La risposta è prontamente arrivata:
“attesa la GRAVITA dei fatti contestati all’indagata – ( eh si perchè Maya non è ancora stata né sottoposta a processo né giudicata per i fatti di quella giornata)- e il contesto nel quale sono stati commessi, la richiesta non è compatibile con le esigenze cautelari poste a fondamento del provvedimento applicativo e tuttora sussistenti, tenuto conto del NON RILEVANTE – (6 mesi!!!!!!) – periodo di tempo dall’esecuzione della misura”.
Avremmo delle domande da porre al giudice Edmondo Pio che ha negato l’istanza: come pensa che Maya possa mantenersi in questi mesi e quale ritiene sia il tempo necessario per smettere di espiare la grave colpa di essere antifascisti. Ci terremmo anche a ricordare ai signori giudici che nè Maya né gli altri 19 studenti antifascisti repressi hanno affrontato alcuno dei tre gradi di giudizio ma ci pare vengano già ritenuti drammaticamente colpevoli.

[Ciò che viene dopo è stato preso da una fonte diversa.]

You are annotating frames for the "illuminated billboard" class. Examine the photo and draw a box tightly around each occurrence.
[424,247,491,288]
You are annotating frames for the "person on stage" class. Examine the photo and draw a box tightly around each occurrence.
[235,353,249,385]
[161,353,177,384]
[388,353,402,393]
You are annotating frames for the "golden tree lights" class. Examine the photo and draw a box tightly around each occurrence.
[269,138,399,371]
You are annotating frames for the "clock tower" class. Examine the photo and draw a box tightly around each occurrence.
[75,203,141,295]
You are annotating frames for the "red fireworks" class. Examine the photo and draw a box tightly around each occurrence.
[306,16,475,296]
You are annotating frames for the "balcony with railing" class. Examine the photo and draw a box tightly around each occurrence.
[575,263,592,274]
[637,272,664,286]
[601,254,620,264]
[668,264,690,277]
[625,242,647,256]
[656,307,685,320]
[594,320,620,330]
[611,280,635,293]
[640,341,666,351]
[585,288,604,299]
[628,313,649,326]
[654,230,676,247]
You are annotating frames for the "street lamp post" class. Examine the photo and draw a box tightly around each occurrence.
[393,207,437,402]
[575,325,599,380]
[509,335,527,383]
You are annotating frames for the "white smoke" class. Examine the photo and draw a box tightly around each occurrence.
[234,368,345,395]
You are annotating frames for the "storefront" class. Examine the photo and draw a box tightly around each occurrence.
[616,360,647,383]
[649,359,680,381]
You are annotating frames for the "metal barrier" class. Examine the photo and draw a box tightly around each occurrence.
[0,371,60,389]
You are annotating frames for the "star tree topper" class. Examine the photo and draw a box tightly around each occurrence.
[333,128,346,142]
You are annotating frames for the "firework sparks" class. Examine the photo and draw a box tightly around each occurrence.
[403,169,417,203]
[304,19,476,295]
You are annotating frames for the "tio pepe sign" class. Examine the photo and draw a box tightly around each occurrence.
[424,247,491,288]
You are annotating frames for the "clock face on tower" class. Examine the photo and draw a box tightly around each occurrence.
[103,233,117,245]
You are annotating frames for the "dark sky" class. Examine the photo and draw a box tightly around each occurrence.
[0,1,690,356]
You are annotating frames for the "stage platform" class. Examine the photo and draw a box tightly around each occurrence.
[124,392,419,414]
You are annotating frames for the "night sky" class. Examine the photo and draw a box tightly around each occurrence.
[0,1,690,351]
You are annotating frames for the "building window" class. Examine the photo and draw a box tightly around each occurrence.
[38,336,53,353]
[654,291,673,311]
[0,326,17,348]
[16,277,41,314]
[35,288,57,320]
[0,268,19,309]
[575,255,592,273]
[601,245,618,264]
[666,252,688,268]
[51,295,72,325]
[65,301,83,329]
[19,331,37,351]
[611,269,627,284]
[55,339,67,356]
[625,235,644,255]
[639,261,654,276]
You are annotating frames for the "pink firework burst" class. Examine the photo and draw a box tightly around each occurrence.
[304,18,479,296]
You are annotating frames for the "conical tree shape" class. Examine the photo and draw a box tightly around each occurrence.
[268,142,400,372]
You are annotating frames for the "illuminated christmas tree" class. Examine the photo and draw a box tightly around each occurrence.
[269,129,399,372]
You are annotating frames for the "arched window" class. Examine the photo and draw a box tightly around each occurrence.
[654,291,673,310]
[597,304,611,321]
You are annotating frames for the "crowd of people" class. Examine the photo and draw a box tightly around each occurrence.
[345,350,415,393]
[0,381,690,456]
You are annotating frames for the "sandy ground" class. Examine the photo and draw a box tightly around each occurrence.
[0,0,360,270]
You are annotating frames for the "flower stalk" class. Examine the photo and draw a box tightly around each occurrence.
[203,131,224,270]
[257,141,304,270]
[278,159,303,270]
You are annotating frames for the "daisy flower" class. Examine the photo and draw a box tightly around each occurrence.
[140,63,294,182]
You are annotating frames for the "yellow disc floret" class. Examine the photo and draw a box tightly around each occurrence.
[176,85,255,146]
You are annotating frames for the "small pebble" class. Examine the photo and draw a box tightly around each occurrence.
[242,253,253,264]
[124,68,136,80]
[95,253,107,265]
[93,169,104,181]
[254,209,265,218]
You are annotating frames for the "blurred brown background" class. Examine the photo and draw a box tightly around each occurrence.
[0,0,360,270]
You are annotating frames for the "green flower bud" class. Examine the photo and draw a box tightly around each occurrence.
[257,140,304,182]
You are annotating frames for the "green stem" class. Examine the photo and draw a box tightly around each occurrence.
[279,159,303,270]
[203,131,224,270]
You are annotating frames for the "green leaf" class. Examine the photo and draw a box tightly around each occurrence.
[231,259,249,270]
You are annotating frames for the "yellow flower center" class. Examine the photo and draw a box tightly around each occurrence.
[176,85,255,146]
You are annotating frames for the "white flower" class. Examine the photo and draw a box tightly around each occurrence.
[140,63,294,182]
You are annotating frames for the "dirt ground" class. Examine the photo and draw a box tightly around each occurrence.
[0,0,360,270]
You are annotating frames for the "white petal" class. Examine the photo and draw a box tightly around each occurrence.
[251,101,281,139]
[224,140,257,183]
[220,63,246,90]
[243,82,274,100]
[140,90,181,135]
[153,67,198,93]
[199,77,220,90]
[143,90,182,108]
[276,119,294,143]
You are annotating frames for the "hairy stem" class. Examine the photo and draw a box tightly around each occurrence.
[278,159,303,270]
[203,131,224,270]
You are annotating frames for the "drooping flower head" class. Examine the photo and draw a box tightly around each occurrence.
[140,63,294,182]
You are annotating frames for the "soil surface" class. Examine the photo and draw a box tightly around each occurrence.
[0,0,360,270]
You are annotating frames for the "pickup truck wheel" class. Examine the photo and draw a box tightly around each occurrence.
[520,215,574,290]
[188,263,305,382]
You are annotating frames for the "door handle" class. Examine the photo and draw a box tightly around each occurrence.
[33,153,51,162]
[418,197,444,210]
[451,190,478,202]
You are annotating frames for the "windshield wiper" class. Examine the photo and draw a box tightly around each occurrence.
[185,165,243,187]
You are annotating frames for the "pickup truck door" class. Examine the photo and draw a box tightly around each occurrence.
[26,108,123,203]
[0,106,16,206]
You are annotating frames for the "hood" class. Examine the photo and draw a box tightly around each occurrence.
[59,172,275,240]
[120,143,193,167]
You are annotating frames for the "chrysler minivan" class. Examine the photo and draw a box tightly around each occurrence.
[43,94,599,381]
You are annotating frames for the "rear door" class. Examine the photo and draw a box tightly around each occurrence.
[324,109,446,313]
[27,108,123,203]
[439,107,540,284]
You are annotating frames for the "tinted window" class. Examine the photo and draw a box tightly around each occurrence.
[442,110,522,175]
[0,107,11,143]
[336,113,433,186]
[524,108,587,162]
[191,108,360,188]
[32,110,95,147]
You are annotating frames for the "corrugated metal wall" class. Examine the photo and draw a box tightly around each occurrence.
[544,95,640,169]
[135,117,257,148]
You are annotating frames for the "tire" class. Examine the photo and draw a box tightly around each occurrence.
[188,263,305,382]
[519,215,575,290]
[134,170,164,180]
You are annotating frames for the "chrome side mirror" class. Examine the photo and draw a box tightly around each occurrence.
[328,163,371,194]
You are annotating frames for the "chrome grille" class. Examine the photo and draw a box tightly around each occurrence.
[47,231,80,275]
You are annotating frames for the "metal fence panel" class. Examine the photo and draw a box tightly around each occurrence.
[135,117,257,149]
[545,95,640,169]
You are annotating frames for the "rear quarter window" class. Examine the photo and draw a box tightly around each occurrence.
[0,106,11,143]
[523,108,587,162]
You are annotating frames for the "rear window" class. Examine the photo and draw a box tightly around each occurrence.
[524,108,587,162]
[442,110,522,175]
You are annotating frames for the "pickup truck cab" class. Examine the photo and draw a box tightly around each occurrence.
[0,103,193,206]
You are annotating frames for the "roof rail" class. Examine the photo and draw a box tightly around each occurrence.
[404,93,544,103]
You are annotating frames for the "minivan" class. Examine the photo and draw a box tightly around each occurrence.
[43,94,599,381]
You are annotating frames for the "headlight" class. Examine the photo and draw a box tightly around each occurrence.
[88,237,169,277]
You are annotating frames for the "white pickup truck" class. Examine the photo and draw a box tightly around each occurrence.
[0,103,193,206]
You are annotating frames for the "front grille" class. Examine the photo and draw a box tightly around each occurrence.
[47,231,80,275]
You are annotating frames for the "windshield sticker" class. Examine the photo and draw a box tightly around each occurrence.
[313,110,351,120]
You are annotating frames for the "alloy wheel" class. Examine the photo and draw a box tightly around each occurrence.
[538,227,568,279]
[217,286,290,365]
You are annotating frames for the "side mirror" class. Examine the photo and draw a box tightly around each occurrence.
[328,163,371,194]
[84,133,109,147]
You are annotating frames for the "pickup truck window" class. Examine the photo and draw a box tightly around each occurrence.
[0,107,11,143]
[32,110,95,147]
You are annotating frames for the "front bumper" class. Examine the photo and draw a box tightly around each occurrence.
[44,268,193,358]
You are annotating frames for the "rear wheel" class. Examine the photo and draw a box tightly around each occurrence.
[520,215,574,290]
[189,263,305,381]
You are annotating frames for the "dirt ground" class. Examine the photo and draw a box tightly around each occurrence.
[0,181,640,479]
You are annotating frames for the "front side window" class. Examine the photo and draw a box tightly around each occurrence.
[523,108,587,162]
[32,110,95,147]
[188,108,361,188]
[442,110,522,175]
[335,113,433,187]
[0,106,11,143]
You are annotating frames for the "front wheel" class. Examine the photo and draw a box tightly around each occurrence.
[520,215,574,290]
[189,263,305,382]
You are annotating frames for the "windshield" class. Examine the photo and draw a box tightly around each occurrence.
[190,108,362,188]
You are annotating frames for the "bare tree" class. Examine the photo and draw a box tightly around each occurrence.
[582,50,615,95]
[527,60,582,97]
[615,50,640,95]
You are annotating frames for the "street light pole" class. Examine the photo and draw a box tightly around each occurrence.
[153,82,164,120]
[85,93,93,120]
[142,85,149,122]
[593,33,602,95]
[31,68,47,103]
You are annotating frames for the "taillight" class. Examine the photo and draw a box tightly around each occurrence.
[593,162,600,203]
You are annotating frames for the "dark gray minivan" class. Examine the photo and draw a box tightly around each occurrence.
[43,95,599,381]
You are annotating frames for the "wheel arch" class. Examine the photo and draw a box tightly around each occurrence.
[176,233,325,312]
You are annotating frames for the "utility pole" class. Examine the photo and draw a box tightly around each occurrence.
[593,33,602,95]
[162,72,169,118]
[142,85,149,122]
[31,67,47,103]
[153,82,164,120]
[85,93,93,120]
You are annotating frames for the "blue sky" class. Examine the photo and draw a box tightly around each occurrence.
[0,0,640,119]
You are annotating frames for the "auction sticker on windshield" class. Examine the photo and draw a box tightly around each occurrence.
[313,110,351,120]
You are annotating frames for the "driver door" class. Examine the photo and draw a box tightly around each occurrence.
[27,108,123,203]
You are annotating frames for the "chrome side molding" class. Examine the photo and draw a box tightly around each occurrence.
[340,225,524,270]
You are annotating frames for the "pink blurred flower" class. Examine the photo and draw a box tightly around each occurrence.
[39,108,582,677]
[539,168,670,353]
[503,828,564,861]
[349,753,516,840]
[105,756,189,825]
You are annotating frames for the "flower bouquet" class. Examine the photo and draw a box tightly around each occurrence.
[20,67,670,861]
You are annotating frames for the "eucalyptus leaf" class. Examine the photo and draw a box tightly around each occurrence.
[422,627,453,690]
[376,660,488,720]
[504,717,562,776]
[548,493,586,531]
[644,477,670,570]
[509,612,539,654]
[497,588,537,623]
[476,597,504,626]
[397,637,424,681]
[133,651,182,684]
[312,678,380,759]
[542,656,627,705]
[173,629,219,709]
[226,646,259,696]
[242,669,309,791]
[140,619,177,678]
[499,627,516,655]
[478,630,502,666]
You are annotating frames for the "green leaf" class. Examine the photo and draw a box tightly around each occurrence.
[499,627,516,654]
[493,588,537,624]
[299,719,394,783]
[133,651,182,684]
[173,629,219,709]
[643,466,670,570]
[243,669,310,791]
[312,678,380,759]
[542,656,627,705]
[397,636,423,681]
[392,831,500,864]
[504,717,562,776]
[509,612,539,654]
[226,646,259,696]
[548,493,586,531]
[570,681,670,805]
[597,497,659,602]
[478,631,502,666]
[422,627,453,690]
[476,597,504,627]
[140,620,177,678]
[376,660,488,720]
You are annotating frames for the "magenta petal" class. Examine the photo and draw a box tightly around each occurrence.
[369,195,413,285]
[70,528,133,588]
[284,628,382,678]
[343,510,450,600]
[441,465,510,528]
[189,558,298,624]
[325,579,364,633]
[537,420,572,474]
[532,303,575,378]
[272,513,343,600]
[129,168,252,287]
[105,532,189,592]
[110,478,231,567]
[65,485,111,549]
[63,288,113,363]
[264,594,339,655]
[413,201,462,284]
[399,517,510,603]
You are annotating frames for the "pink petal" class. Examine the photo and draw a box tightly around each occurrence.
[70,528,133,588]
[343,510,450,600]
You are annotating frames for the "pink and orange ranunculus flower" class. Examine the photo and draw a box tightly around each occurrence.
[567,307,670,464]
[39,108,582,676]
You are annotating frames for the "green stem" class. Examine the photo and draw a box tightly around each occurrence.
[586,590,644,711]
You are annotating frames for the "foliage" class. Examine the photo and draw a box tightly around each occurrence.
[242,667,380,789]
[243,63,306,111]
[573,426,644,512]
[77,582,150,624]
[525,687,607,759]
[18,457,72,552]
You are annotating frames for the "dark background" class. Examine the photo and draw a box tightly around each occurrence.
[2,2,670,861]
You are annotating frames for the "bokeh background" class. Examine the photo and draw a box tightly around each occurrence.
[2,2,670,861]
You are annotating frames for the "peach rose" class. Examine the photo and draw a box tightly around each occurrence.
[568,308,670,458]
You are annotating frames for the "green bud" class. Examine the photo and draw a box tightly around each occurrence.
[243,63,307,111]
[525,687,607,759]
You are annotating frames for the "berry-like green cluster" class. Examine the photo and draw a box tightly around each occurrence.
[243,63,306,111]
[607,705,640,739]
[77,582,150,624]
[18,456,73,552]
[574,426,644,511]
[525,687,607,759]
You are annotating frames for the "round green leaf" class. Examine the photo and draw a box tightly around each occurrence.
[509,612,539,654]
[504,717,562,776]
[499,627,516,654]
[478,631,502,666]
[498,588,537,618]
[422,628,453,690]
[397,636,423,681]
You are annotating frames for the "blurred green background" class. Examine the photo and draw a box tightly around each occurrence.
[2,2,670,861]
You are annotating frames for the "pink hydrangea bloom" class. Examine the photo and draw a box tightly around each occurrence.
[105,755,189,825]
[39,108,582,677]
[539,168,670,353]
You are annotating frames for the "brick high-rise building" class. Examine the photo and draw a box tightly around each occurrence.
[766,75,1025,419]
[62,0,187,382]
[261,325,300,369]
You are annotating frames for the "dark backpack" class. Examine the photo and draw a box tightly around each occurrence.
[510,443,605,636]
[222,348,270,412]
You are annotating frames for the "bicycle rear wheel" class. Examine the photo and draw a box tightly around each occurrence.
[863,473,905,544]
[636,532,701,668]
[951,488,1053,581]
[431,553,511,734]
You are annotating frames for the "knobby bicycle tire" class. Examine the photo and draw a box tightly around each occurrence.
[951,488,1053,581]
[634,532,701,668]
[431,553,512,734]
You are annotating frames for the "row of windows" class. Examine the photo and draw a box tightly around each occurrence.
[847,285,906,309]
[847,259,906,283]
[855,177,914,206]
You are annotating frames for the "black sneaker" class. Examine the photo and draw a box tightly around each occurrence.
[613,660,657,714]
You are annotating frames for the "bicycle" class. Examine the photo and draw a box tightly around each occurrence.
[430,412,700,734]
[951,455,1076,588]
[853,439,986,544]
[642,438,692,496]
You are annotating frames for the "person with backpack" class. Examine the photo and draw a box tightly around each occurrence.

Ormai il tribunale di Torino ci ha abituato ad ogni distorsione della legge a scopo politico contro i movimenti sociali. Persino il “diritto al lavoro” su cui sarebbe basata questa presunta Repubblica viene negato se si è antifascisti e attivi nelle lotte della nostra città. Ma accanto a Maya siamo in tanti e tante e non ci faremo intimidire da queste persecuzioni.